Mahkemece bozma ilâmına uyulduktan sonra; davacı ... tarafından açılan davanın kabulüne, dava konusu ... köyü 108 ada 42 parsel sayılı taşınmazın ... adına tapuya kayıt ve tesciline, tarafların diğer tüm taleplerinin reddine, dava dışında kaldığı anlaşılan 108 ada 12 ve 28 parsel sayılı taşınmazların kadastro tutanak asıllarının olağan usûle göre tescil işlemleri yapılmak üzere İlçe Tapu Müdürlüğüne gönderilmesine karar verilmiş; hüküm, davacı ... mirasçıları ... ve ark. vekili Av. ... ile davalılar ..., ... Yönetimi ve ... tarafından temyiz edilmiştir.

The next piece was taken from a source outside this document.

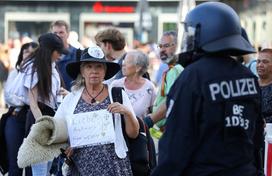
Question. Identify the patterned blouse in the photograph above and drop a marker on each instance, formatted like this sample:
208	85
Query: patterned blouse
100	159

Yörede orman kadastrosu 3402 sayılı Kanunun 4. maddesine göre yapılmıştır.
1) Davalılar ... ve ... Yönetimi tarafından 108 ada 12 ve 28 parsel sayılı taşınmazlara yönelik hüküm temyiz edilmiş ise de; ... ve ... Yönetimi, asliye hukuk mahkemesinde devam eden tescil davası nedeniyle kadastro tutanağının malik hanesi açık olarak tutulan 108 ada 42 parsel sayılı taşınmazla ilgili olarak eldeki dosyada davalı sıfatı ile yer aldıklarından ve bu parsellere yönelik açılmış bir davaları ve eldeki davaya usulünce katılımları bulunmadığından temyiz itirazları yerinde olmadığı gibi, 108 ada 42 parsel sayılı taşınmazın uzman orman bilirkişi kurulu ve fen bilirkişi tarafından eski tarihli hava fotoğrafları ve memleket haritasına dayalı olarak yöntemine uygun biçimde yapılan inceleme ve araştırmada
orman sayılmayan yerlerden olduğu ve ... Genel Müdürlüğünce kamulaştırılan alan dışında kaldığı belirlendiğinden, davalı ... Yönetimi ile ... Genel Müdürlüğünün tüm, davalı ...nin ise aşağıdaki bendin dışında kalan temyiz itirazlarının REDDİNE,
2) Davalı ...nin yukarıdaki bendin dışına kalan, davacı ... mirasçılarının ise temyiz itirazlarına gelince;
Mahkemece yapılan inceleme ve araştırma hükme yeterli değildir. Şöyle ki; Dairenin 12/06/2012 gün ve 2012/4738 - 8878 sayılı bozma ilâmına uyulmasına rağmen ilâmda belirtildiği şekilde kadastro tesbitinden önce asliye hukuk mahkemesinin 1991/22 Esasına kayıt edilen dava dosyasında dava konusu edilen yaklaşık 20 dönüm miktarındaki alanın çekişmeli 108 ada 42 sayılı parselin hangi bölümüne isabet ettiği tespit edilmediği gibi belirtildiği şekilde zilyetlik araştırması yapılmamıştır. Hal böyle olunca, hükmüne uyulan bozma ilâmı doğrultusunda işlem yapılarak ulaşılacak sonuç çerçevesinde bir karar verilmek gerekirken, eksik inceleme ile yazılı şekilde karar verilmesi usûl ve kanuna aykırı olup davalı ...nin ve davacı ... mirasçılarının temyiz itirazı bu nedenle yerinde görüldüğünden kabulü ile hükmün BOZULMASINA, temyiz incelemesinin duruşmalı yapılması nedeniyle 1.100,00.-TL vekâlet ücretinin davacı ..."dan alınarak davacı ... mirasçıları ve davalı ...ye verilmesine, taraflarca 6100 sayılı HMK"nın 297/1-ç ve aynı Kanunun geçici 3. maddesi atfıyla HUMK"nın 440/I maddeleri gereğince Yargıtay Daire ilâmının tebliğinden itibaren ilâma karşı 15 gün içinde karar düzeltme isteğinde bulunulabileceğine, temyiz harcının istek halinde iadesine 26/01/2016 günü oy birliği ile karar verildi.